A VAPOR barrier is normally on the inside face of the exterior wall studs,just behind the drywall.
 A MOISTURE barrier is usually placed on the exterior side(to the weather) of the studs just before the exterior sheathing/ siding or brick. 

I assume you are referring to a vapor barrier. Most Vapor barriers are of a 6 mil plastic sheeting bought in a roll at most bldg/lumber stores


----------



## antho177 (Oct 12, 2007)

now we're gettin somewhere.  It's the exterior side, a moisture barrier.  Between the studs and the brick. From what I've read, it should be semi-permeable.  Can I use plastic?


----------



## Hube (Oct 13, 2007)

no, DO NOT use plastic.

There are several types of moisture barriers on the market.(tyvex, tar paper,etc.)
See your local bldg  store, they will have it.
Note; plastic vapor barrier, applied to the interior stud face of exterior walls, is meant to stop any humid air WITHIN the home from entering into the wall, thus causing mold, soggy insulation ,etc. within the studs' cavity.

Moisture barriers are meant to be installed on the exterior wall sheathing or in the case of a bricked home, it will be installed just behind so as to stop any ENTRY of moisture from the great outdoors from getting into the studs' cavity causing rot, mold, etc.


----------



## glennjanie (Oct 13, 2007)

Welcome Antho:
When you replace the insulation you can use batts that have a vapor barrier on the inside. We don't want to make something too hard out of this.
Glenn


----------



## antho177 (Oct 13, 2007)

Thanks for the replies.  Very helpful. So If I can find "batts", it will provide a sufficient barrier?  I should be able to get it at HD or Lowes?


----------



## Hube (Oct 13, 2007)

You said previously it was on the EXTERIOR side ,between the studs and the brick, so you do not want a vapor barrier there, you need (as I mentioned in my earlier post)a moisture barrier (next to the brick) a MOISTURE barrier will BREATH, but a vapor barrier does not.
sure, we don't want to make this too hard to do, but  to do it right should be # 1 on your list.


----------



## glennjanie (Oct 13, 2007)

OK Antho:
Let's try this again. With the brick wall in place and the studs in place, its a cinch you are not going to install a house wrap. The least expensive and easiest to handle remedy would be 15# felt (tar paper). Put it in the empty stud space near the outside and staple it to the sides of the studs. There should be a 1" air space between the studs and brick but there are also brick ties so it will be difficult to thread anything into the air space. That will take care of the MOISTURE BARRIER.
Now, you are concerned with the insulation and VAPOR BARRIER. The big box store will have insulation in rolls to fit 16" stud spacing or 24" spacing. The roll is perforated at 4' intervals so you can tear off a BATT at 4 or 8' intervals.
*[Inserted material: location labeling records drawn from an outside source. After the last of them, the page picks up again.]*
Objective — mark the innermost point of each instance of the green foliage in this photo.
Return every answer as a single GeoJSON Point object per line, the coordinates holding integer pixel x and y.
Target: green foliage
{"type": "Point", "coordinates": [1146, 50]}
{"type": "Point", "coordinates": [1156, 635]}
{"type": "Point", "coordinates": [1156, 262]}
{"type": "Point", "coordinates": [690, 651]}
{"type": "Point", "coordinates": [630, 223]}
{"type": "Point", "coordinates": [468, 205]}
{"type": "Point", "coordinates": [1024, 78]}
This kind of insulation has kraft paper all around it but on the side that says "This side to living space" there is a thin film of tar on the kraft paper (VAPOR BARRIER). It also has a paper flange on each side of the batt which can be stapeled to the face of the studs; or if you prefer, you can staple the flange to the sides of the studs. This will leave the face of the studs clean for placing construction adhesive to hold the new drywall. The glue stuck to the paper flange won't hold anything.
I wish you the best with your project.
Glenn


----------



## patterrw (Feb 14, 2008)

Antho,

How did you make out with this...I am running into a similiar situation now, also in the SE (Coastal SC), and trying to find the best approach.

my construction is (from outsite in)  Brick/morter, 15 lb felt paper (tar paper), 2x4 stud wall, and 3/8 in plywood interior sheathing??? there is NO insulation in the walls, and I am looking to add some...we are finishing the room into a 1/2 bath and laundry room.

What did you end up doing with yours?


----------